Day 6 – Whales, Fences, and the Roadhouse Club

Oh, what a day it was! And you wouldn’t have guessed it from the way it began.
We kicked things off with hotel breakfast, then set off on the short 70 km ride to Penong for our first fuel stop. Simple, right? Except just before Penong there’s the famous Pantry Tree — a dead tree adorned with shelves full of jars, bottles, and assorted pantry items that travellers have left behind. A roadside art installation, Nullarbor-style. Naturally, I managed to miss it. By the time I remembered, we were already in Penong with full tanks, and the Pantry Tree was 10 km back the other way. Oh well — something for the return leg!
From Penong we pushed on towards the Dingo Fence crossing. For the uninitiated, this thing is massive — the longest fence in the world, stretching over 5,600 kilometres. It was built to keep dingoes away from sheep, but honestly, it feels like overkill. I couldn’t help but think: if Trump had known about this, he would’ve subcontracted the whole US-Mexico border project to South Australia. Efficiency guaranteed.

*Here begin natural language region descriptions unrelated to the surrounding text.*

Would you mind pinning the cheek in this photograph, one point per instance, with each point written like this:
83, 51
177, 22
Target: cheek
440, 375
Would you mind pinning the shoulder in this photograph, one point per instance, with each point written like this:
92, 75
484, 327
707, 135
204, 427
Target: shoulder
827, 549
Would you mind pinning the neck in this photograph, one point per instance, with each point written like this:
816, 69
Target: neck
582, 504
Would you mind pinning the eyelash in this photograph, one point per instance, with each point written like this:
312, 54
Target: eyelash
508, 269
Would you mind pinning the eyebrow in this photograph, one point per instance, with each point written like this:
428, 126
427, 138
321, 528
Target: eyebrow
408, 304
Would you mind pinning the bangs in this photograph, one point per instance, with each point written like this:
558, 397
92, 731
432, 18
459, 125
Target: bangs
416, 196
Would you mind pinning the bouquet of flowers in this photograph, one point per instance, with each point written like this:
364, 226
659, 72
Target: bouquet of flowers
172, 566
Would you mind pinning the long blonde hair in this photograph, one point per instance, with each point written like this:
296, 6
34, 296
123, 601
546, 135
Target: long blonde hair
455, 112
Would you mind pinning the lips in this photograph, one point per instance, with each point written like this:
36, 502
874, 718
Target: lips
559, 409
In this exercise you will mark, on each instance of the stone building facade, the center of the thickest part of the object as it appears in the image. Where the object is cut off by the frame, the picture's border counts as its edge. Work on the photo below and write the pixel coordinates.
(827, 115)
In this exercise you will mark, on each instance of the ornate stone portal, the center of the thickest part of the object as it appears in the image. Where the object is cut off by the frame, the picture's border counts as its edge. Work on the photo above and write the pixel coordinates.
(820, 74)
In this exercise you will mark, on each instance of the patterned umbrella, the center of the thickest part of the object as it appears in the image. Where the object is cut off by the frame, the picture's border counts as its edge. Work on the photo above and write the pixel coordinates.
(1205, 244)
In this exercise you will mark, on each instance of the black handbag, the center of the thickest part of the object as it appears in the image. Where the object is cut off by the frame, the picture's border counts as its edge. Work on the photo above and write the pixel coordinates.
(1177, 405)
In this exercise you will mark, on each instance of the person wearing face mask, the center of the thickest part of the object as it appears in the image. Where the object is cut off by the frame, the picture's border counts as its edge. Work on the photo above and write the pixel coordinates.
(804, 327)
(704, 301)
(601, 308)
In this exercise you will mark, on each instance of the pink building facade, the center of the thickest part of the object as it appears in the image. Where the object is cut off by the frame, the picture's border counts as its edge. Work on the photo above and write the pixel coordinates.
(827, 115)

We took our obligatory selfie with the fence and, soon after, Noune requested a drink break. The nearest opportunity was Yalata, just 10 km further down. What was meant to be a quick coke turned into a proper stop. We met a couple driving their campervan from Perth to Melbourne, plus a motorcyclist from Tasmania finishing up a four-month lap of Australia. Respect. Naturally, the fancy toilets at Yalata Roadhouse also got their own photo op — priorities.
Back on the road, our next stop was the Head of the Bight Visitor Centre. Now, this place deserves its reputation. From the viewing platforms, we saw at least 20 southern right whales, including mothers with calves, gliding, rolling, and tail-slapping in the turquoise water below. Watching them was like witnessing a ballet choreographed by nature — graceful, powerful, and utterly mesmerising. And as if that wasn’t enough, the Bunda Cliffs loomed beside us — sheer, dramatic limestone walls plunging into the Southern Ocean. Absolutely breathtaking.




The final stretch of the day was to our overnight stop: Nullarbor Roadhouse. As we pulled in, Noune spotted a sign: “Showers – $1 for 5 minutes.” Naturally, she asked the receptionist if it was a joke. The reply: “No joke. But since you booked the luxury cabin, you’ve got your own bathroom.” Crisis averted.
After check-in, Noune powered through some work (claiming she was “dying of hunger” while still typing away), and eventually we made it to dinner. That’s where the day really blossomed. Over food and drinks we found ourselves in the company of fellow travellers:
A couple heading from Perth to NSW for their daughter’s wedding.
A solo gentleman who could converse fluently on almost any topic.
A 70-year-old motorcyclist lamenting the “snail pace” of Harley riders.
Another couple in their 70s, still touring the country on two wheels.
And a rider around our age, just back from a Darwin–Adelaide–Perth adventure.
Different people, different walks of life, yet united by the same love of the open road. It felt like a pop-up club of old friends — and it was the perfect way to end the day.
Now we’re back in our cabin, books in hand, feeling that satisfying glow only a day full of stories, whales, and shared laughter can bring.